Gli illiberali inconsapevoli

Quando il liberalismo si smarrisce, le critiche alla democrazia rischiano di aprire delle strade pericolose

12 Dicembre 2025

La Ragione

Carlo Marsonet

Argomenti / Teoria e scienze sociali

Ai più il nome di Paolo Vita-Finzi (1899-1986) dirà poco. Non si tratta di un accademico o di un pensatore in senso proprio. Non ha elaborato nulla di sistematico, benché si tratti comunque di un intellettuale sui generis (non ascrivibile però ad alcuna precisa scuola di pensiero). Dopo aver svolto l’attività di pubblicista, che del resto non abbandonò mai, sarebbe diventato un diplomatico. Semplicemente un intellettuale liberale, come lo ha definito Francesco Perfetti nel bel saggio che apre il volume dell’autore torinese del 1961 e da poco ristampato: Le delusioni della libertà.

Pubblicato nell’elegante collana dei “Liberalismi eccentrici” dell’Istituto Bruno Leoni e curato da Claudio Giunta, il volume fa capire ciò che stava a cuore a Vita-Finzi: la libertà, la democrazia rappresentativa, il realismo come strumento attraverso il quale leggere l’intera esperienza umana.
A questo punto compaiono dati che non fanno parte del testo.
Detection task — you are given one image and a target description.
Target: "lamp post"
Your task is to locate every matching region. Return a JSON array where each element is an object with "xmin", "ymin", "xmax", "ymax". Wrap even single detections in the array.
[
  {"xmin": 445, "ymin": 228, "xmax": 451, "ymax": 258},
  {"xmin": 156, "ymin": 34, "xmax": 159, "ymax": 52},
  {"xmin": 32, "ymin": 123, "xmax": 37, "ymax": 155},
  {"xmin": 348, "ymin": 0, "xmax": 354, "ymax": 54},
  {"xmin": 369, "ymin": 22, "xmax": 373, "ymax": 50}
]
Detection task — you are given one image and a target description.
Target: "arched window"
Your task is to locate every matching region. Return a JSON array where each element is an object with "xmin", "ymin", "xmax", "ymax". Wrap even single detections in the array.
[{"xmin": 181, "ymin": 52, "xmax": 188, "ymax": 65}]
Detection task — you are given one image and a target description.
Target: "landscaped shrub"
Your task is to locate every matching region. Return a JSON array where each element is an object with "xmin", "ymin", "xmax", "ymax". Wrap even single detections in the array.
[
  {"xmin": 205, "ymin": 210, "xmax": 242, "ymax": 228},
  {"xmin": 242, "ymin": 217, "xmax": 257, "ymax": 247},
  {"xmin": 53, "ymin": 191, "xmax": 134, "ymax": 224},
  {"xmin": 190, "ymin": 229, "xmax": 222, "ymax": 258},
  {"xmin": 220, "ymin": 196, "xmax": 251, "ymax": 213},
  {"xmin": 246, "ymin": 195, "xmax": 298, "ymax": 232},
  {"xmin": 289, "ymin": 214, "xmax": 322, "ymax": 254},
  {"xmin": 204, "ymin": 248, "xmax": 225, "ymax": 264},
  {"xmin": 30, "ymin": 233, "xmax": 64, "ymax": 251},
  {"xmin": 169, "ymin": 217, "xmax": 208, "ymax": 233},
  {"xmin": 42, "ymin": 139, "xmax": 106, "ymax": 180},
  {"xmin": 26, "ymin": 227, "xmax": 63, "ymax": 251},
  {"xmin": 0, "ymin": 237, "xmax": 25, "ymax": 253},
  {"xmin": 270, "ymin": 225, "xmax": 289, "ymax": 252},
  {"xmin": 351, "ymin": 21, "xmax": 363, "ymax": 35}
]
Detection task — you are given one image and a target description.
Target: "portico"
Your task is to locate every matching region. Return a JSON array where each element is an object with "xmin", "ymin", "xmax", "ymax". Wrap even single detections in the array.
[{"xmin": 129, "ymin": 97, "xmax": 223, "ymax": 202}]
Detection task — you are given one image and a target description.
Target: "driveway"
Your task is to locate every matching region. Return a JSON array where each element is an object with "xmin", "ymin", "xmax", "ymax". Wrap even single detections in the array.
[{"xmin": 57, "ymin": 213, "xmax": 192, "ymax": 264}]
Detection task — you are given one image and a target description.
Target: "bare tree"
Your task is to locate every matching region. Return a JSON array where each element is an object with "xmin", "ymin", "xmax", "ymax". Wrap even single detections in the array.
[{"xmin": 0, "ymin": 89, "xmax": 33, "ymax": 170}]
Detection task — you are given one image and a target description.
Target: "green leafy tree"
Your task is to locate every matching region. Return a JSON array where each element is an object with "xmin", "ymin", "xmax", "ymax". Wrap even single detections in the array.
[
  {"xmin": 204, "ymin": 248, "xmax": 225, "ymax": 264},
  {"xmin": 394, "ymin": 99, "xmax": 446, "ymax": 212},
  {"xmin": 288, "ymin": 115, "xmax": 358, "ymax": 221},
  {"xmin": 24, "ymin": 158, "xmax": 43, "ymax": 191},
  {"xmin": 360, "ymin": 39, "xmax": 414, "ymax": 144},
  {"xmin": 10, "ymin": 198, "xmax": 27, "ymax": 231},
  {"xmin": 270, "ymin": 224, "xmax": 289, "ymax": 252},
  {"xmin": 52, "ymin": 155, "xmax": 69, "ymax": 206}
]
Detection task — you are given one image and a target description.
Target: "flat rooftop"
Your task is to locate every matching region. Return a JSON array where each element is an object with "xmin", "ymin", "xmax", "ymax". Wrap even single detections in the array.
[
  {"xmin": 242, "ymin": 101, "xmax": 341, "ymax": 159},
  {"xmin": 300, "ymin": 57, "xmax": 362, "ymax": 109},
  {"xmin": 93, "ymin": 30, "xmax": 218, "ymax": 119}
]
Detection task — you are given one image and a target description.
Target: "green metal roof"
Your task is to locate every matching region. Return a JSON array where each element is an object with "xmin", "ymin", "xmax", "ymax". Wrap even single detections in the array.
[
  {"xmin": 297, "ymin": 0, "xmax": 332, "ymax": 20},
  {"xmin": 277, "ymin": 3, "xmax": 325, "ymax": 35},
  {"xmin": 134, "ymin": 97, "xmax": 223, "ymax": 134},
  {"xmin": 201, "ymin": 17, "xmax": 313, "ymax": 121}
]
E lo fa attraverso dei medaglioni, molti dei quali usciti nella metà degli anni Cinquanta su Il Mondo di Mario Pannunzio. Testi intesi a presentare quelli che ritiene dei precursori inconsapevoli di quella critica alla democrazia che avrebbe portato poi al fascismo (tra cui qualche nome non può che far discutere). Si va dai francesi Charles Péguy, Georges Sorel e Daniel Halévy agli italiani Vilfredo Pareto, Gaetano Mosca e pure Benedetto Croce, uno di quelli che forse ne escono pure peggio.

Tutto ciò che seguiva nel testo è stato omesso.